LLM MT Arena | Advanced Research Report

01. 理论背景 01. Theoretical Foundation THEORY

篇章建模能力 (Discourse Modeling)

Discourse Modeling Ability

基于 Wang et al. (2023) 的研究，LLM 在处理长文档翻译（DLMT）时具有显著的“跨句上下文感知（Cross-sentence Contextual Awareness）”。这使得模型不仅能翻译单个句子，还能维持整个文档的全局一致性。

According to Wang et al. (2023), LLMs demonstrate superior 'Cross-sentence Contextual Awareness' in DLMT, enabling global consistency beyond sentence-level alignment.

零代词恢复 (Zero Pronoun Recovery)

Zero Pronoun Recovery (ZP)

在中文小说（如 mZPRT 语料库）中，主语缺失（ZP）是传统 NMT 翻译失效的主因。研究表明，LLM 凭借庞大的参数量和长上下文窗口，能精准推断并补全省略的主语，这是本次评估中 Qwen 系列胜出的关键。

In Chinese fiction, subject omission (ZP) causes traditional NMT to fail. LLMs' large parameter counts and context windows allow accurate inference of missing subjects—a key differentiator for Qwen series.

02. 竞技场排名：全量多维对比 02. Arena Rankings: Full Comparison QUANTITATIVE

Overall (总榜)

Fiction (小说)

News (新闻)

Social (社交)

Stability (稳定性)

03. 案例分析：质性解读与深度对比 03. Case Analysis & Qualitative Contrast SAMPLES

Fiction / Narrative Coherence

案例 1：小说场景中的零代词还原 (ZP Recovery)

Case 1: Zero Pronoun Recovery in Narrative

Original (ZH)

“在东校区？” 周图明显犹豫了一下。不管是学长还是老师都曾警告过。不要靠近。陈歌看着周图的眼睛：“相比较你们，其实他们更加接近希望。”

Qwen 3.5-27b (Win)

"At the East Campus?" Zhou Tu hesitated. Both seniors and teachers had warned him. Do not approach. Chen Ge looked into his eyes: "Compared to you, they are actually closer to hope."

Tencent MT (Loss)

"In the East Campus?" Zhou Tu hesitated. Senior or teacher warned. Don't go near. Chen Ge looked into Zhou Tu's eyes: "Compared with you, they are closer to hope."

深度分析： Qwen 成功推断出警告的对象是“周图”，并在英文中补全了代词“him”。传统 NMT 在这里产生了“主语失踪”的断层，证明了 LLM 的篇章建模优势。

In-depth: Qwen correctly inferred that "Zhou Tu" was the object of the warning, adding "him" in the output. Traditional MT suffered from subject loss, proving LLMs' discourse modeling edge.

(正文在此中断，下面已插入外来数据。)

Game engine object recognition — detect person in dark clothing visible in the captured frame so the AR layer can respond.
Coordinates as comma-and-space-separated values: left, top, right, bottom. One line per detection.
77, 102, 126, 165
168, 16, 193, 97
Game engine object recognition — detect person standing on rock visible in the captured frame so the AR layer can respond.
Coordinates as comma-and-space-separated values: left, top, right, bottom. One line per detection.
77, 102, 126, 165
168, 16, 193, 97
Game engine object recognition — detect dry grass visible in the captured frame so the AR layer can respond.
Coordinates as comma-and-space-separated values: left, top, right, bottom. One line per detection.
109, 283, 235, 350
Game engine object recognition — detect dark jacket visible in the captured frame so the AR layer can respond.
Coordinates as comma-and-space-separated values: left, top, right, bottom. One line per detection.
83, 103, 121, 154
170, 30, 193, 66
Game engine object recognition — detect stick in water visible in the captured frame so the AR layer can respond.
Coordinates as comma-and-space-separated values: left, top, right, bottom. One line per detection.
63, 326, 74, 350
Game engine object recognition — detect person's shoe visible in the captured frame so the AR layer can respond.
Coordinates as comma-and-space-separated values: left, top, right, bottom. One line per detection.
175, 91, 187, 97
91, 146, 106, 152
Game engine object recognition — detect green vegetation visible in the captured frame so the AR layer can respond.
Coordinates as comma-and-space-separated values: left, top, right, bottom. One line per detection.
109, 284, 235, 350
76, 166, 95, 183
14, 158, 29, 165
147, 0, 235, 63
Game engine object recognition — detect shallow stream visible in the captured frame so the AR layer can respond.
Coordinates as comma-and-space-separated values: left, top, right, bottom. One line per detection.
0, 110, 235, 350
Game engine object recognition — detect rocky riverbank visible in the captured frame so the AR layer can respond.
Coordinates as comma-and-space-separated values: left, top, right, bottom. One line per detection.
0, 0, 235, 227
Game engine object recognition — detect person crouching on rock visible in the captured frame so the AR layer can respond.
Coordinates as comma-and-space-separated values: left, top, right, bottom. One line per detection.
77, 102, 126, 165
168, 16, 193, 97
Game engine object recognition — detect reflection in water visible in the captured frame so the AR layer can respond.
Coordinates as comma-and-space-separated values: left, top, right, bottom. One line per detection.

News / Terminology Consistency

案例 2：新闻报道中的术语对齐

Case 2: Terminology Alignment in News

Original (ZH)

“学霸”与“学渣”在教育体系中的分层，本质上是资源的错位分配。

Qwen 3.5-27b

The stratification between "top students" and "struggling students" reflects resource misallocation.

Minimax M2.7

The layers between "academic masters" and "academic dregs" are misallocated resources.

深度分析： Qwen 选用了符合英文地道表达的“top students”和“struggling students”。而对比模型选用了“academic dregs”（学术残渣），显示出其在处理网络文化与地道表达时的风格偏移。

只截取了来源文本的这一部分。